Arguably the main draw, Sunderland’s own B>E>A>K arrived colour co-ordinated and wearing, er, beaks to deliver their distinctly avian strain of energetic post-rock to an eager crowd. They brought a sense of joy and spontaneity to a genre that can often seem overly technical and obtuse, in no small part to their vibrant brass section who could be found amongst the crowd throughout most of the set. Some complained the accompanying visuals were a distraction, though watching sexy girls gyrate around in bird masks may have awoken hitherto-unknown fantasies in some of the more frustrated members of the audience. In short, it was all delirious fun.
A set by Beatloafe was unfortunately marred by technical issues in the early stages, though it was resolved through liberal application of ridiculous jungle, interspersed with his own carefully constructed originals and some other choice selections. Sometime during the set this reviewer, deep in a pear cider-soaked reverie, encountered assorted costumed oddballs,including vampires, undead smurfs, Santa Clauses, and a sinister and inscrutable individual smoking cigarettes through his black morphsuit. I think he was wearing a beret too.
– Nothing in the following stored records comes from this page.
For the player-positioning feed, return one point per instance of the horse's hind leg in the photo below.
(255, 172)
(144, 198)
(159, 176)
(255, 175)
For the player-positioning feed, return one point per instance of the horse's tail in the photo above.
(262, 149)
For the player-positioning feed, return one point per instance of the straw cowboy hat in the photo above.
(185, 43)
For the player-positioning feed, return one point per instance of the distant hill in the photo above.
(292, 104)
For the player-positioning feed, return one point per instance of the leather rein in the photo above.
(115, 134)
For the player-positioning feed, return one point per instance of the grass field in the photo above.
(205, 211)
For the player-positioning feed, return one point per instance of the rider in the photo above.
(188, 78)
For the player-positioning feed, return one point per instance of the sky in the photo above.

To end the night, sessions by Busmonitor and DJ Cutbak used occult laptop wizardry to resurrect the dread spectre of UK hardcore in the South once more. Never an easy sell down here, but nevertheless the hammering beats formed a counterpoint to the lovely, melodic instrumental rock from earlier in the evening. This was face-melting music for amphetamine binges, crashing cars, breaking windows and killing your neighbour’s cat. A daring choice, and whilst definitely putting the frighteners on some, it inspired much arm flailing, awful dancing and battered enjoyment in the surviving crowd.
This electronic savagery came to an early end due to technical difficulties, but the day was saved by Mr Charlie Wright himself, who took the opportunity to play some more sedate choices such as ‘Sexual Healing’ (three times) and, my personal favourite, ‘Kiss from a Rose,’ as all the while little twinkly lights revolved around the dancefloor. It was quite magical.
There was, no doubt, a few technical aspects of the evening which were a weak link. However, the do-it-yourself ethos and general superabundance of atmosphere gave the evening an inclusive vibe that is often too rare on a night out in London. Roll on the next one!